As for Medicaid and plans to ‘Block Grant’ Medicaid, add work requirements, and other such publicly stated plans, it’s hard to comprehend how, in a just, decent, modern civilization, we ask Americans with IDD to shoulder such a disproportionally higher toll. There are around 8.1 million Americans with IDD. As above, around 60% of them rely on Medicaid for their healthcare and long-term services and supports (LTSS). That’s about 4.9 million. That’s 1.4% of Americans. Yet, when Medicaid changes like those coming are implemented, they impact Americans with IDD in a wildly disproportionate and absolutely crushing way. And once more, people with IDD and their families take it right between the eyes.
With Inauguration Day behind us, how many Executive Orders will be issued, how many policies immediately be enacted? How much research or impact analyses will be performed on how this effects people with IDD and their families before scoring essentially political points? Will we be measured and thoughtful as an expression of our highest ideals, or will we fall guilty yet once more to our growing propensity to ‘Ready, Shoot, Aim’ approach to quick wins that resonate inside our echo chambers?
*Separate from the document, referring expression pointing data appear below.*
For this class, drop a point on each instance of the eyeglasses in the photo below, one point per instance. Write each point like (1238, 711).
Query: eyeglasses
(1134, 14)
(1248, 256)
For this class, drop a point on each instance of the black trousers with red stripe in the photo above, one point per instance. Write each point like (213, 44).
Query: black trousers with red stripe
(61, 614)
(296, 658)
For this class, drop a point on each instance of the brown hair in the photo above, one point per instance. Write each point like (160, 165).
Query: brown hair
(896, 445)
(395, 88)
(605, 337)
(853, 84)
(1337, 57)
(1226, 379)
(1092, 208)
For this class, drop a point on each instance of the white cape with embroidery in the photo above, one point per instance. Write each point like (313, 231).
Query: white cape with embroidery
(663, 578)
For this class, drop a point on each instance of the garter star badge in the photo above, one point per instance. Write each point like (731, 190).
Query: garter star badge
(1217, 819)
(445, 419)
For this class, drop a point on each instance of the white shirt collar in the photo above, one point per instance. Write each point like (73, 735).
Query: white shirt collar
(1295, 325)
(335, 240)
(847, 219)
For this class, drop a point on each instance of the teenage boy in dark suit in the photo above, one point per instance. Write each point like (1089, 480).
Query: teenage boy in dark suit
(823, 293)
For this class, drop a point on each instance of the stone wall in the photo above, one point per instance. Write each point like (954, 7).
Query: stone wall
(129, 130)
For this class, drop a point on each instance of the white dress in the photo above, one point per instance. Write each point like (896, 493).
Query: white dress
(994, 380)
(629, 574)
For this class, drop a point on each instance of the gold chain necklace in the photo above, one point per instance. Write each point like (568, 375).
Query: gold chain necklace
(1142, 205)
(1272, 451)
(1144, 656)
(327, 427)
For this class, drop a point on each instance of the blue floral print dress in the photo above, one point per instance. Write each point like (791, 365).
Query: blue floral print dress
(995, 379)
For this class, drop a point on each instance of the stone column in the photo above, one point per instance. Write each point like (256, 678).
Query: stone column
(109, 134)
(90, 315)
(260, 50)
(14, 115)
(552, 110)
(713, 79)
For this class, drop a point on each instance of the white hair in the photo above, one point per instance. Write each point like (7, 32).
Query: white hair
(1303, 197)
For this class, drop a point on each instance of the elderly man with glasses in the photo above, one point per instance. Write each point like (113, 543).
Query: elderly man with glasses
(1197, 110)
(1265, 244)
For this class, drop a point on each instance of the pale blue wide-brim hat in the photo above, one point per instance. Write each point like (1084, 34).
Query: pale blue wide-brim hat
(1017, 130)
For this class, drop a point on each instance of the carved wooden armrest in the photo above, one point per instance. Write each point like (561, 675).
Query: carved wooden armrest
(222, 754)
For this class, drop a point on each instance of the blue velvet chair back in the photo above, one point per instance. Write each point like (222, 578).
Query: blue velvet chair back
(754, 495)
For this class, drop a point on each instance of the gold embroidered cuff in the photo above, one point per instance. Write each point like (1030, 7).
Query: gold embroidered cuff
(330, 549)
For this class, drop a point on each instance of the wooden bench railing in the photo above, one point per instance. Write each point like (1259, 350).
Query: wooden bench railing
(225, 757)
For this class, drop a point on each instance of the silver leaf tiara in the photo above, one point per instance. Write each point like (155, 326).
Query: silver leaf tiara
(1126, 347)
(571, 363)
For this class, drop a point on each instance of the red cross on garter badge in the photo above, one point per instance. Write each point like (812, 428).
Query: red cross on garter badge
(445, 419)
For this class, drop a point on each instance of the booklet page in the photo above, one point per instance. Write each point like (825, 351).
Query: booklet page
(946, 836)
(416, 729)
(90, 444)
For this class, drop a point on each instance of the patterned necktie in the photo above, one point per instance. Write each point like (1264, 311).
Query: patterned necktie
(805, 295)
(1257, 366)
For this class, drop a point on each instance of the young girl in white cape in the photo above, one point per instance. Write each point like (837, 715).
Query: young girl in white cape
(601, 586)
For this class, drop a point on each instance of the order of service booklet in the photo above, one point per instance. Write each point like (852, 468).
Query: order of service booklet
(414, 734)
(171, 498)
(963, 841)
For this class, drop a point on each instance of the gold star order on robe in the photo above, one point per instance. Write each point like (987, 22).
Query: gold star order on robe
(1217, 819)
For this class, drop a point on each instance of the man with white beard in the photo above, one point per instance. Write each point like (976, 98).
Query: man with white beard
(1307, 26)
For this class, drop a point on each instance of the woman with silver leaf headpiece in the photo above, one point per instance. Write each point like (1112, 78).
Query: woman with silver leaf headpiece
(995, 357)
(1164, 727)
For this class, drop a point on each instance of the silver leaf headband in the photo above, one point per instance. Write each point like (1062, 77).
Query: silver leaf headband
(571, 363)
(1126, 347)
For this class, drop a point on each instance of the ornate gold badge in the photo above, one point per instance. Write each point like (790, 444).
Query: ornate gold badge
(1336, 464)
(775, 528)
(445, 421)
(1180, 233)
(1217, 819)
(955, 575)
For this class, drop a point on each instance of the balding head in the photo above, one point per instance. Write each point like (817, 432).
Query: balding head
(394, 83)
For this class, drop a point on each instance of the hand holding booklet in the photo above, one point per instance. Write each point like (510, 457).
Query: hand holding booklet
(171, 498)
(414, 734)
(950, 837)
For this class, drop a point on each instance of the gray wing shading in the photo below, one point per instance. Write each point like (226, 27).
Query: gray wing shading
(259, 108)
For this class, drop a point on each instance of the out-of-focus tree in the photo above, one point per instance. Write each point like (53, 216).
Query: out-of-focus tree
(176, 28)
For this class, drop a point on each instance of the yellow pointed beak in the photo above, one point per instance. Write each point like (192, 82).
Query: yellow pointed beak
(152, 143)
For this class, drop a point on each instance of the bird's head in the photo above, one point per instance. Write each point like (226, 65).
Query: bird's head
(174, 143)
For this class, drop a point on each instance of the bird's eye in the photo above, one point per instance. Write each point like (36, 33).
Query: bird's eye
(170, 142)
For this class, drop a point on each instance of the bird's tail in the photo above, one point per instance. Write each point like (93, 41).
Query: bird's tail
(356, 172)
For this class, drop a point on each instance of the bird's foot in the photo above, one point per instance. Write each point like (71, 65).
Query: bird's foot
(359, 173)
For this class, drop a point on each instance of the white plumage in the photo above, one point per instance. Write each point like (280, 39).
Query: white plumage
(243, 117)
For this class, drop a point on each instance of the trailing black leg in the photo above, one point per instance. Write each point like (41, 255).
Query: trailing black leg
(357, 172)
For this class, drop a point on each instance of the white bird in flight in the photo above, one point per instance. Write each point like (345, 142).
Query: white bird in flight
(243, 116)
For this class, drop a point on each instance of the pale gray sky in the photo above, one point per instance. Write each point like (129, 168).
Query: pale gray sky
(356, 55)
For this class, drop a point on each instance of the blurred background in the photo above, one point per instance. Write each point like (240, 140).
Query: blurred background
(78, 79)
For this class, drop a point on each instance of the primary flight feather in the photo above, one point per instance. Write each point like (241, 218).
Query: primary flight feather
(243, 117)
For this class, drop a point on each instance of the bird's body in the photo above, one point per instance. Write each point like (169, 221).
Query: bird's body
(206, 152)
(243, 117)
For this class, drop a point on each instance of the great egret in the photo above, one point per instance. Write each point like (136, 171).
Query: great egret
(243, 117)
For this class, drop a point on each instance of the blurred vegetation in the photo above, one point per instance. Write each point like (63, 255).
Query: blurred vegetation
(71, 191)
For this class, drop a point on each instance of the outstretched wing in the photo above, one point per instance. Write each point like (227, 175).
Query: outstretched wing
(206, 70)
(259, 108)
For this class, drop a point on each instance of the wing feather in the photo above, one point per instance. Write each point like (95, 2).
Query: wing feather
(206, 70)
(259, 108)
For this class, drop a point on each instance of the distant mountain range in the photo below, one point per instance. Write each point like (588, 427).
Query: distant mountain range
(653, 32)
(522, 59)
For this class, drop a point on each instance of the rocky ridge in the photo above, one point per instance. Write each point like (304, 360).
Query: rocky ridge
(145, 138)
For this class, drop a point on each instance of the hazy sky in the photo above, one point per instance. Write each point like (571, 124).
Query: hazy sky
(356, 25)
You needn’t check the calendar to confirm it. This is the 21st Century. It just doesn’t feel especially 21st Century these days. Perhaps more precisely stated, it doesn’t feel very 21st Century for people with IDD, their families, and those of us who have the privilege of working with and walking alongside them in their pursuit of quality lives. Instead, in our 21st Century, they and we dodge proverbial bullets that come in the form of cuts to the marrow at the state and federal levels. Oh, and this ain’t partisan. Maryland’s Gov Moore is a card-carrying Democrat, and President Trump is a Republican. I’ve long argued that IDD isn’t a partisan issue, it’s a humanity one. I stand by it, but IDD gets no quarter from Ds or Rs or Is. Cuts needed? IDD. Policy changes? IDD, and implications be damned.
So, into 2025 we speed, struck with a foreboding, a sense of absolute fear of what the future will bring. For the 250 people with IDD supported by Makom and the nearly 500 employees of the organization, all of us together in a magnificent melting pot, all of us singularly focused on the profundity of our work, and our obligations to one another, we look forward to this new year with trepidation. But, we do it clear-eyed and recommitted to fighting for our “hopeful, big-hearted, idealistic, daring, decent, and fair” ideals, envisioned 40 years ago by Ronald Reagan, seemingly farther away from the reach and realities of Americans with IDD 40 years on but no less worthy of our fight.
Happy New Year? Time will tell.
From all of us at Makom, we offer our best wishes, unspoiled by the specter of an uncertain year that promises regression and relentless fear and worry for people with IDD and all of us who commit ourselves to their service, to all of you for a year of good health, of peace, and of love and connection.